SENA-MARTINS, Maurício et al. Embolização da artéria uterina para o tratamento de miomas sintomáticos em mulheres brasileiras. Sao Paulo Med. J. [online]. 2003, vol.121, n.5, pp. 185-190. ISSN 1516-3180.  http://dx.doi.org/10.1590/S1516-31802003000500002.
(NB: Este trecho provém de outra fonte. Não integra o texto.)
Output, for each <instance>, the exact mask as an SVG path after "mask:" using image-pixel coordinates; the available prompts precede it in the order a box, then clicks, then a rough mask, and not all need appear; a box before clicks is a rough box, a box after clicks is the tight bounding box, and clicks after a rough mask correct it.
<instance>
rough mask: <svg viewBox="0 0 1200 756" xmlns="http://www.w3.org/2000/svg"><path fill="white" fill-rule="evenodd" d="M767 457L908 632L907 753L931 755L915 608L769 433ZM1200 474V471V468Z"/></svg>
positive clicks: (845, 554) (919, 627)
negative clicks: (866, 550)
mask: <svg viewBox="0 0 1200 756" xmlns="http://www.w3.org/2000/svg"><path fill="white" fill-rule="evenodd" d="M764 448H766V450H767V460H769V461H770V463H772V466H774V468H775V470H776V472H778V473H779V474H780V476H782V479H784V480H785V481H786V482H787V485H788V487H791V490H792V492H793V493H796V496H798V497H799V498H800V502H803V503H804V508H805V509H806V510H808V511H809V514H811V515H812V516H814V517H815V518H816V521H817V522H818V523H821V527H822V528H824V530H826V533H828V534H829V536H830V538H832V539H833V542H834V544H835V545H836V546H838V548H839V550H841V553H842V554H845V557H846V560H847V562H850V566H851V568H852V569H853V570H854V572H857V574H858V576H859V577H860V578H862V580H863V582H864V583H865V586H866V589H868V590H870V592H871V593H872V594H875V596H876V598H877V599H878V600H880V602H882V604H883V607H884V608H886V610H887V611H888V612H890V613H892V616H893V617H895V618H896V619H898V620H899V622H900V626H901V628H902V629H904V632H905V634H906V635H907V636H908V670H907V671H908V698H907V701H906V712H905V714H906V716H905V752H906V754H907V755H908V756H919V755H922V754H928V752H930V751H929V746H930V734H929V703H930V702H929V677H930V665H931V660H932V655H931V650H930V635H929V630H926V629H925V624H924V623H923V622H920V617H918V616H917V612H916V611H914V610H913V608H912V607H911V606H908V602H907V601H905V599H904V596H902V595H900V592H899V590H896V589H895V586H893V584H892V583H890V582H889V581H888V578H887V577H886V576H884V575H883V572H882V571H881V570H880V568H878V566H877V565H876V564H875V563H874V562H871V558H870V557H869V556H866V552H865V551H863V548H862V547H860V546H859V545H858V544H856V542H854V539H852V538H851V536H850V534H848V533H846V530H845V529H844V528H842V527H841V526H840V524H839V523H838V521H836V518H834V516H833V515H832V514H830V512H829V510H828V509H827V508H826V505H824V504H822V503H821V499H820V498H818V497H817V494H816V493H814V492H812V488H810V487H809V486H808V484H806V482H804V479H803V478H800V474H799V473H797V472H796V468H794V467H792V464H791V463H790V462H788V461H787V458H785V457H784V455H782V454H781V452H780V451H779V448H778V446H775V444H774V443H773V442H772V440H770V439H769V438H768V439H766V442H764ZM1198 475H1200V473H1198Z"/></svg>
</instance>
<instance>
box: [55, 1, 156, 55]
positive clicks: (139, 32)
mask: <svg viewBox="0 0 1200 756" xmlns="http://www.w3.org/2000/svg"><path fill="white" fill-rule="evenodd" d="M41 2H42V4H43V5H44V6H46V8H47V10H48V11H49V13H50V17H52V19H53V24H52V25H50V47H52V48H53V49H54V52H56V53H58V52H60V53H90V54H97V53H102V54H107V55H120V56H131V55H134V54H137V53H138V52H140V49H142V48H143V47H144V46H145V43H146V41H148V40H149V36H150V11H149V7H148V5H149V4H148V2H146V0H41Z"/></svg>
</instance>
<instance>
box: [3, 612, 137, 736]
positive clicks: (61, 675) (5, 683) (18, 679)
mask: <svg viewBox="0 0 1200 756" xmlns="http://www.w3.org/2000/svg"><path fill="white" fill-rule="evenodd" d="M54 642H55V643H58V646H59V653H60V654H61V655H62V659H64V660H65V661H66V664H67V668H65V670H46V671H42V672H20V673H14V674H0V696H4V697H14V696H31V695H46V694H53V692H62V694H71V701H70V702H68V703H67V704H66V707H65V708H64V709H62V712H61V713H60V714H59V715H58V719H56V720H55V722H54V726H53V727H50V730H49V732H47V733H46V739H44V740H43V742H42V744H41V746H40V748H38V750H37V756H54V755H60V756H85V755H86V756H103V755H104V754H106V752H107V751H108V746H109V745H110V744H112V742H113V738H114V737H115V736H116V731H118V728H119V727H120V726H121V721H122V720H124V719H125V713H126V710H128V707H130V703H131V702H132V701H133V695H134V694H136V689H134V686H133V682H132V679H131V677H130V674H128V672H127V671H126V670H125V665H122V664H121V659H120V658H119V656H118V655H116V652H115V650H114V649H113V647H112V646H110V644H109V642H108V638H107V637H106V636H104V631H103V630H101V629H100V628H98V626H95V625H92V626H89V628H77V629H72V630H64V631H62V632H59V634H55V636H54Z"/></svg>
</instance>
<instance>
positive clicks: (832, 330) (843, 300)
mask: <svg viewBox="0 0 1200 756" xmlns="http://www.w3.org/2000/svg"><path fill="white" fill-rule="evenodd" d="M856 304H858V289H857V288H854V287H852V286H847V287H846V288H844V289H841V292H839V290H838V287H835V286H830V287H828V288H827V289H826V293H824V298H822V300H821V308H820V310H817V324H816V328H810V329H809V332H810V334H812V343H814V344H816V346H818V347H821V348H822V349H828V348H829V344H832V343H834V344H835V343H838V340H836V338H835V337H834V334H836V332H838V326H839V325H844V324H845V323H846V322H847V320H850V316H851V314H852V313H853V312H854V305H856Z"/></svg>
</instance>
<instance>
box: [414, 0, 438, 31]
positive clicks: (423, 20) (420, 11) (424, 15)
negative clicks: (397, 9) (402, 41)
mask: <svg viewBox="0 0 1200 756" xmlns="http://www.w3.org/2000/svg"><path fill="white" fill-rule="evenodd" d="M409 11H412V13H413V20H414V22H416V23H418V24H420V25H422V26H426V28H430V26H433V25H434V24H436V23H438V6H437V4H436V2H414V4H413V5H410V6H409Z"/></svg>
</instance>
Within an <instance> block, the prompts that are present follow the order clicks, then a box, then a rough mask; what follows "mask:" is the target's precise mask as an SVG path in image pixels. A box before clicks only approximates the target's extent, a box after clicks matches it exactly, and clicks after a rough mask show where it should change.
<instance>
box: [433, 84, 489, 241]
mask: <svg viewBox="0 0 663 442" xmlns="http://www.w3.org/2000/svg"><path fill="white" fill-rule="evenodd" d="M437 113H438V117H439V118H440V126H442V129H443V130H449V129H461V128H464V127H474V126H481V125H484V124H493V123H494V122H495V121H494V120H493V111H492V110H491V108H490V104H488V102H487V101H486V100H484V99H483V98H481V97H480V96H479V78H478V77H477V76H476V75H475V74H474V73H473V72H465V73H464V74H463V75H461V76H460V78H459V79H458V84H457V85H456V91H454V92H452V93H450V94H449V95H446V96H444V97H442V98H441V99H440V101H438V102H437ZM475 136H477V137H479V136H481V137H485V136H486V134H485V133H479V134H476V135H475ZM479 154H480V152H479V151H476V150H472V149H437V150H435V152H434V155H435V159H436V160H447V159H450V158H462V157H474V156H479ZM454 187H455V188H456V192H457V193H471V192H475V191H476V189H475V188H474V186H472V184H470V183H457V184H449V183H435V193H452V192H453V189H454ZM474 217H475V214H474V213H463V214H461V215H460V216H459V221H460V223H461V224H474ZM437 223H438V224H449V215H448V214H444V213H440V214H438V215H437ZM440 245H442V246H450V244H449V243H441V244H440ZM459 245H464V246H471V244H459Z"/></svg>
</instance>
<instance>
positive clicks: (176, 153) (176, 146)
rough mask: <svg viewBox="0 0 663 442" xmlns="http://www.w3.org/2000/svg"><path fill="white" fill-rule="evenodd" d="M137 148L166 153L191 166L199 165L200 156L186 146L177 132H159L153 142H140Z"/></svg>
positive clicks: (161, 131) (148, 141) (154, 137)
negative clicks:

CONTEXTO: Miomas uterinos são tumores benignos que ocorrem na idade reprodutiva das mulheres com uma freqüência que varia entre 20% a 25%. Quando presentes os sintomas, estes se caracterizam por aumento do fluxo menstrual, dor e sinais de compressão. Têm sido propostas novas formas de tratamento, destacando-se a embolização das artérias uterinas. OBJETIVO: Avaliar os efeitos do tratamento com embolização das artérias uterinas em mulheres portadoras de miomas sintomáticos e os volumes uterino e do mioma dominante, antes e após 12 semanas após o procedimento. TIPO DE ESTUDO: Ensaio clínico aberto. LOCAL: Hospital Leonor Mendes de Barros, São Paulo, Brasil. PARTICIPANTES: 32 mulheres com diagnóstico de mioma sintomático, único ou múltiplo, do corpo uterino, atendidas no Ambulatório de Ginecologia do Hospital Leonor Mendes de Barros, entre maio de 2000 e setembro de 2001. VARIÁVEIS ESTUDADAS: As mulheres foram submetidas a exame ginecológico seguido de ultra-sonografia abdominal, pélvica e endovaginal, repetidos 12 semanas após o procedimento. A embolização da artéria uterina com PVA (partículas de álcool polivinil de 355 a 700 µ) foi realizada através da cateterização da artéria femoral direita em 30 mulheres e, em duas mulheres, a cateterização foi bilateral. RESULTADOS: A média do volume uterino de 32 mulheres antes da embolização foi 455 cm3 e a média do volume do mioma dominante foi de 150 cm3 antes da embolização. Após 12 semanas de embolização, média do volume uterino e do mioma dominante foram 256 cm3 e 91 cm3 respectivamente. A redução dos volumes uterino e do mioma dominante foi estatisticamente significativa (p < 0,01) quando usado o teste de Wilcoxon. Doze semanas após o tratamento, questionário respondido por todas as mulheres mostrou melhor regularidade menstrual em 71%, redução do volume menstrual em 90% e menor duração em 81%. As complicações imediatas mais freqüentes foram dor e fadiga. Apenas em uma mulher ocorreu degeneração do mioma. CONCLUSÃO: A significativa diminuição dos volumes uterinos e dos miomas dominantes comprova a validade do tratamento dos miomas sintomáticos pela técnica de embolização das artérias uterinas. Houve uma redução significativa do fluxo e da duração menstrual, assim como uma melhor regularidade do ciclo nas mulheres estudadas. Nesta amostra, a dor imediata após a embolização foi o principal evento adverso observado.

Palavras-chave : Embolização terapêutica; Mioma; Neoplasias dos genitais femininos; Útero; Resultado de tratamento.